That's an interesting alternative. Let me analyze whether making StreamedPHPResponse API-compatible with PHPResponse would work.

The Core Challenge

The interfaces are fundamentally different:

// PHPResponse - sync properties
response.headers        // Record<string, string[]>
response.httpStatusCode // number
response.bytes          // Uint8Array

// StreamedPHPResponse - async properties  
response.headers        // Promise<Record<string, string[]>>
response.httpStatusCode // Promise<number>
response.stdoutBytes    // Promise<Uint8Array>

Options to Make Them Compatible

Option A: Add sync getters to StreamedPHPResponse that work after buffering

class StreamedPHPResponse {
  private _buffered?: PHPResponse;
  
  async buffer(): Promise<this> {
    this._buffered = await PHPResponse.fromStreamedResponse(this);
    return this;
  }
  
  // Sync getters that throw if not buffered
  get bytes(): Uint8Array {
    if (!this._buffered) throw new Error('Call buffer() first');
    return this._buffered.bytes;
  }
}

But callers would need to change from:

const response = await handler.request(req);
console.log(response.headers);

to:

const response = await (await handler.request(req)).buffer();
console.log(response.headers);

Option B: Make PHPResponse properties also async

This would be a massive breaking change affecting all callers.

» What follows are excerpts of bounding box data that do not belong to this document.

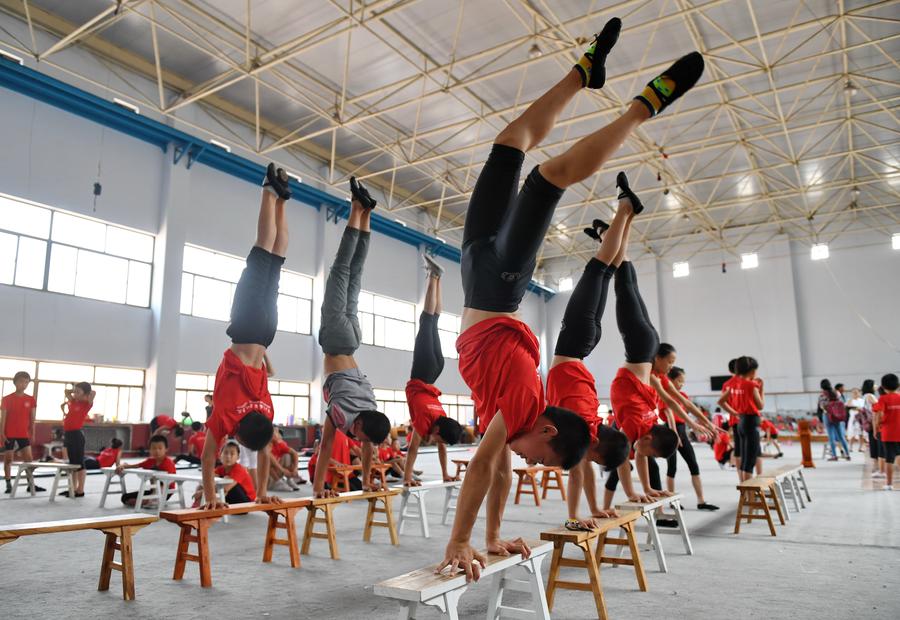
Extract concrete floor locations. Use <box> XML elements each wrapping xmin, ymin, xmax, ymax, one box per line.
<box><xmin>0</xmin><ymin>446</ymin><xmax>900</xmax><ymax>620</ymax></box>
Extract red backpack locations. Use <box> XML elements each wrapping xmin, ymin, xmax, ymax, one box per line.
<box><xmin>825</xmin><ymin>398</ymin><xmax>847</xmax><ymax>424</ymax></box>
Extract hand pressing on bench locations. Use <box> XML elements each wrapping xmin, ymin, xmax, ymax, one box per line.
<box><xmin>434</xmin><ymin>541</ymin><xmax>487</xmax><ymax>582</ymax></box>
<box><xmin>487</xmin><ymin>538</ymin><xmax>531</xmax><ymax>560</ymax></box>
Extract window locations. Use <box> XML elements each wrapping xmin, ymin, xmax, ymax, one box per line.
<box><xmin>0</xmin><ymin>358</ymin><xmax>144</xmax><ymax>422</ymax></box>
<box><xmin>358</xmin><ymin>291</ymin><xmax>416</xmax><ymax>351</ymax></box>
<box><xmin>0</xmin><ymin>194</ymin><xmax>154</xmax><ymax>308</ymax></box>
<box><xmin>181</xmin><ymin>245</ymin><xmax>313</xmax><ymax>334</ymax></box>
<box><xmin>175</xmin><ymin>372</ymin><xmax>311</xmax><ymax>426</ymax></box>
<box><xmin>438</xmin><ymin>312</ymin><xmax>462</xmax><ymax>359</ymax></box>
<box><xmin>375</xmin><ymin>389</ymin><xmax>475</xmax><ymax>426</ymax></box>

Option C: Return a union type with type guards

Keep both types separate but provide good ergonomics for checking which one you have.

My Assessment

The current approach (having request() use requestStreamed() internally) gives us:

  • Zero breaking changes
  • No code duplication
  • Clean separation between buffered and streaming use cases

Making StreamedPHPResponse compatible would either require breaking changes or awkward APIs like mandatory .buffer() calls.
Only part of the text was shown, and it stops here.